Dies ist von allergrößter Wichtigkeit

Ein einziger Fehltritt kann mit einem Schlag die gesamten bisherigen Wiedereinbürgerungsbemühungen zunichte machen !! Norwegen hat auf diese Weise bereits eine erhebliche Zahl von Lokalpopulationen für immer verloren. Immer auf eine entsprechende vetrinärmedizinische Überwachung achten und ohne eine von dort schriftlich bescheinigte Unbedenklichkeit kein Material ankaufen!
• Beim Vorhandensein mehrerer geeigneter Stämme mit Material aus allen beginnen
Die natürliche Selektion und damit die langzeitliche Anpassung der Fische an das Gewässer kann am besten Platz greifen, wenn die genetische Ausprägungsbreite der Merkmale so vielgestaltig wie möglich ist. Die Natur sorgt selbst dafür, daß sich die Individuen, die mit dem neuen Lebensraum am besten zurechtkommen, auch in der Entwicklung des neuen Stammes durchsetzen. Darüberhinaus verringert dies das Risiko kompletter Fehlschläge (wichtig in Hinblick auf die Öffentlichkeitswirksamkeit)
Nach unserer Einschätzung sind diese Maßgaben das, was aufgrund der gegenwärtig verfügbaren Information zur weitestgehenden Vermeidung von evtl. nicht mehr korregierbaren Risiken praktisch machbar ist. Die o.g.

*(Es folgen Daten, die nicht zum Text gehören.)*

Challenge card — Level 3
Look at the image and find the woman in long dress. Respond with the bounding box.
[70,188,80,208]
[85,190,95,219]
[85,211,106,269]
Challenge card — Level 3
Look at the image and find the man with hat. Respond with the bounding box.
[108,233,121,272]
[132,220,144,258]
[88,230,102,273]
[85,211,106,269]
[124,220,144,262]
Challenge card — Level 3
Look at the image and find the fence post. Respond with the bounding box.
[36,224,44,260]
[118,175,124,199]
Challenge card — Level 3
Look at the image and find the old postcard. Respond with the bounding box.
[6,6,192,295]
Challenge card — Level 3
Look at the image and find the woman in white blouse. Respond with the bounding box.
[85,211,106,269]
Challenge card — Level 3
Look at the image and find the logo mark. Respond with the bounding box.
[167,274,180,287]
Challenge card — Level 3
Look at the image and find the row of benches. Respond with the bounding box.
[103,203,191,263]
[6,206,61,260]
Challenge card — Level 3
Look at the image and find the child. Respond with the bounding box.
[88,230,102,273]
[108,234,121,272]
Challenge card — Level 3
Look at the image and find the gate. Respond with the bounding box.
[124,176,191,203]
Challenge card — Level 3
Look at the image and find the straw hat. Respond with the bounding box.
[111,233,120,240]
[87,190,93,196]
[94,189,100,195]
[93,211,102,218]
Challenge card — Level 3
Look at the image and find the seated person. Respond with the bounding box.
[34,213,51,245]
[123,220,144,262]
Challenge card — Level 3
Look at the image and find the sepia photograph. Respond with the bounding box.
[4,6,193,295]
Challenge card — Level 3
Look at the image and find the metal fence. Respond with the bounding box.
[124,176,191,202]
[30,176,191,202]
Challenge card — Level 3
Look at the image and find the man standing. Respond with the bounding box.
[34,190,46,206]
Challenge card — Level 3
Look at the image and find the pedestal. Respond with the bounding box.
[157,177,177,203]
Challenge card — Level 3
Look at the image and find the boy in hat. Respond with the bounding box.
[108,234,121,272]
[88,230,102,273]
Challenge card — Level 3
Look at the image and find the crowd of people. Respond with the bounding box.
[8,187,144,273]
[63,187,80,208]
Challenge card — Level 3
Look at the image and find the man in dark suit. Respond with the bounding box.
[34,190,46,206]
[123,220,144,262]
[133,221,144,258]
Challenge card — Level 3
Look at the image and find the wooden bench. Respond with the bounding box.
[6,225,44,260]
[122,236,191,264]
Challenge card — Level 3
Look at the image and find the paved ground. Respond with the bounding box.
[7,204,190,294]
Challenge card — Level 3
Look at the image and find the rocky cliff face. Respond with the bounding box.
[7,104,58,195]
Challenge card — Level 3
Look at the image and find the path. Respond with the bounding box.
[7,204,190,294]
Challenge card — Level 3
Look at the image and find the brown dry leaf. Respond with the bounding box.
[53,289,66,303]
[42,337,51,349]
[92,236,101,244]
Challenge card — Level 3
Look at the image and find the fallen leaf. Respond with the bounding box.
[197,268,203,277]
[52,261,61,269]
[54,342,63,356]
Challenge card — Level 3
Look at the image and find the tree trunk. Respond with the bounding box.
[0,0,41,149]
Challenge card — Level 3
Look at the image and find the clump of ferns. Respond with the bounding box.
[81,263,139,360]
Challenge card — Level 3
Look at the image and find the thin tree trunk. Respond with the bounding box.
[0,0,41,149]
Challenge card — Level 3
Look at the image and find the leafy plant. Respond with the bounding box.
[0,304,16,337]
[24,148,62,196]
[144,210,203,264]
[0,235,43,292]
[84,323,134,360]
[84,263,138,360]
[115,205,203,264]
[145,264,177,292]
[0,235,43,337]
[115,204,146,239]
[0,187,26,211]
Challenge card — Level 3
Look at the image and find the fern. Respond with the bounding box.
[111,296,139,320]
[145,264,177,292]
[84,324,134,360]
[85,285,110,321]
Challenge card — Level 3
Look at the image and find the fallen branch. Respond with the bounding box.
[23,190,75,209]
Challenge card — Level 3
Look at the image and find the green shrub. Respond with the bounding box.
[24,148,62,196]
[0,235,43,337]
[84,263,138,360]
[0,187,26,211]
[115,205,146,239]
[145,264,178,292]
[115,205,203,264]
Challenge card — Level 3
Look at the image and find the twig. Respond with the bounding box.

Punkte sind keine ehernen, unumumstößlichen Gesetze, sondern eine Umsetzung des gegenwärtigen Wissensstandes. Ihr Sinn liegt darin, begründbare Thesen als Grundlage für eine fruchtbare Diskussion zu schaffen. Die LMS ist dankbar für jede Anregung, Kritik und Information, die uns alle im Wissen zu diesem Neuland weiterbringt.